Marte Um, primeiro longa-metragem conduzido de forma “solo” pelo mineiro Gabriel Martins, contempla as qualidades que o jovem diretor já havia mostrado de forma menos enfática ao longo da sua carreira. Um dos principais nomes da produtora Filmes de Plástico, o contagense não se furta de contar histórias próximas geográfica e socialmente da realidade de milhares de sujeitos, em especial, negros, nas periferias brasileiras (e, mais especificamente, nas periferias mineiras).

O “novíssimo cinema mineiro”, cujos máximos representantes são os filmes da Filmes de Plástico, compartilham uma preocupação com o espaço muito única. A realidade imediata se dá nas possibilidades de uma Minas Gerais simultaneamente provinciana e aberta às possibilidades; o universo simbólico imaginado é muito autêntico e próximo de vivências culturais periféricas de Belo Horizonte e região metropolitana. Em Marte Um, alguns dos momentos involuntariamente engraçados são justamente aqueles que expressões tão íntimas da nossa comunicação aparecem de forma tão trivial na tela que evocam nostalgias e sentimento de pertencimento. É gostoso se enxergar culturalmente na tela, mas a qualidade do filme transcende a identificação.

O cuidado com os personagens e o interesse nas vidas cotidianas e tormentos que os circundam fazem o papel de criar personagens menos arquetípicos e mais autênticos, cuja motivação é legítima e contraditória, como são as pessoas no mundo real fora da tela.

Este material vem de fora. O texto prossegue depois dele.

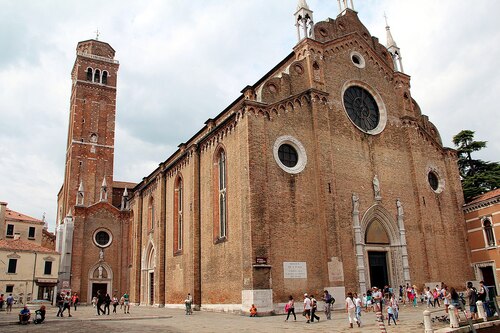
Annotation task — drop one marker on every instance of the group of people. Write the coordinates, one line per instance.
(101, 299)
(9, 302)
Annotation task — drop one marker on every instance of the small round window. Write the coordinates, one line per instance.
(102, 238)
(436, 184)
(357, 59)
(290, 154)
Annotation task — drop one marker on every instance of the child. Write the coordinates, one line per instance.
(253, 311)
(390, 314)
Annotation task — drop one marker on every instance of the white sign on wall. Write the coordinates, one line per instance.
(294, 270)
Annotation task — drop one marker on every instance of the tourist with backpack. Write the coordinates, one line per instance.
(472, 296)
(329, 300)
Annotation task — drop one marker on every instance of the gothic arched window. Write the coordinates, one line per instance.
(488, 233)
(104, 77)
(220, 209)
(151, 213)
(89, 74)
(178, 218)
(97, 76)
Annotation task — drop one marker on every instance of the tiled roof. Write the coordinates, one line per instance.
(129, 185)
(23, 246)
(11, 215)
(486, 196)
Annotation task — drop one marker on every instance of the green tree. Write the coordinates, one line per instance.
(477, 176)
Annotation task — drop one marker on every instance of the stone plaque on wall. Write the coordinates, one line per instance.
(294, 270)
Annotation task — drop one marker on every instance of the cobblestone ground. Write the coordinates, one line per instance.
(146, 319)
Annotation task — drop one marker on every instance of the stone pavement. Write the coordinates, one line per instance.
(150, 319)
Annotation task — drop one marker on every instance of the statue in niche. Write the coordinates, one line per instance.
(376, 187)
(399, 205)
(355, 203)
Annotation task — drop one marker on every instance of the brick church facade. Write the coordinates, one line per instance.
(324, 174)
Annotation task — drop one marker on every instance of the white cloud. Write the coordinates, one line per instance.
(182, 62)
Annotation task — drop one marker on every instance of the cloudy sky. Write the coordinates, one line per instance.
(182, 62)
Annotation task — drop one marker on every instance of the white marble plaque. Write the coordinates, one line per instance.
(294, 270)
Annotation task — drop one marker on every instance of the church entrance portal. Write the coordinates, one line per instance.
(151, 288)
(378, 268)
(102, 287)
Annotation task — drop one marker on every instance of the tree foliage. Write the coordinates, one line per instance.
(478, 176)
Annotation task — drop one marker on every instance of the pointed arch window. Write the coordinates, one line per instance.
(220, 219)
(178, 216)
(104, 77)
(489, 235)
(97, 76)
(89, 74)
(151, 213)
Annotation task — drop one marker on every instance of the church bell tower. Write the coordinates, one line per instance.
(91, 130)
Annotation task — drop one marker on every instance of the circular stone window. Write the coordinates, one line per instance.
(102, 238)
(290, 154)
(364, 107)
(357, 59)
(436, 184)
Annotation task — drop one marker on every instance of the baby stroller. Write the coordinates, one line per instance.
(189, 310)
(38, 317)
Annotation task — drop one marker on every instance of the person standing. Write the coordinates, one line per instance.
(358, 304)
(100, 302)
(483, 297)
(126, 303)
(114, 301)
(314, 307)
(67, 303)
(472, 295)
(75, 299)
(350, 308)
(290, 308)
(307, 308)
(327, 298)
(10, 301)
(107, 302)
(60, 304)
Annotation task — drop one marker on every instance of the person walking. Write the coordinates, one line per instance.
(60, 304)
(126, 303)
(75, 299)
(290, 308)
(472, 295)
(358, 304)
(307, 308)
(314, 308)
(327, 298)
(107, 302)
(10, 301)
(350, 308)
(100, 302)
(114, 301)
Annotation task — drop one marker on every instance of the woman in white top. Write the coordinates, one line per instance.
(350, 308)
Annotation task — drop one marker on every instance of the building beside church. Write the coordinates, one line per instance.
(482, 218)
(324, 174)
(29, 264)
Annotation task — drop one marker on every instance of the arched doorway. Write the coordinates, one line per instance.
(100, 279)
(148, 274)
(380, 248)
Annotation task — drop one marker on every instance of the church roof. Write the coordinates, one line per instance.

Talvez aqui esteja uma definição boa desse realismo da Filmes de Plástico: não são representações que mimetizam a realidade num sentido fetichista; mas retratos autênticos, cuja influência do mundo externo muito tem a dizer, existindo paralelamente no universo das telas e no nosso universo, mas sempre com a liberdade de criar seus próprios caminhos diante das invenções que a narrativa apresenta no caminho. Rigor técnico e criatividade andam juntos, flertam com o impossível e fazem este se tornar possível. Nada mais mineiro, certo?

Se no ótimo curta de Gabriel, Rapsódia do Homem Negro (2015), observamos a articulação entre um sociopolítico mais cru e direto no sentido da ação, vemos em Marte Um são as sutilezas que nos situam na realidade — duas formas legítimas de representação que mostram abordagens artísticas possíveis frente a realidade da população negra. O trabalho do pai como porteiro em um condomínio de classe alta, o olhar de acusação de roubo da síndica e dos condôminos, a rádio falando da ascensão fascista de Jair Bolsonaro. Por fim, o direito de estar viva que se sobrepõe a cultura da morte que atinge seu ápice com a eleição de Bolsonaro. Enquanto estamos vivos, há esperança; e como é bom ter esperança para cultivar afetos na arte. É possível fazer mais do que resistir.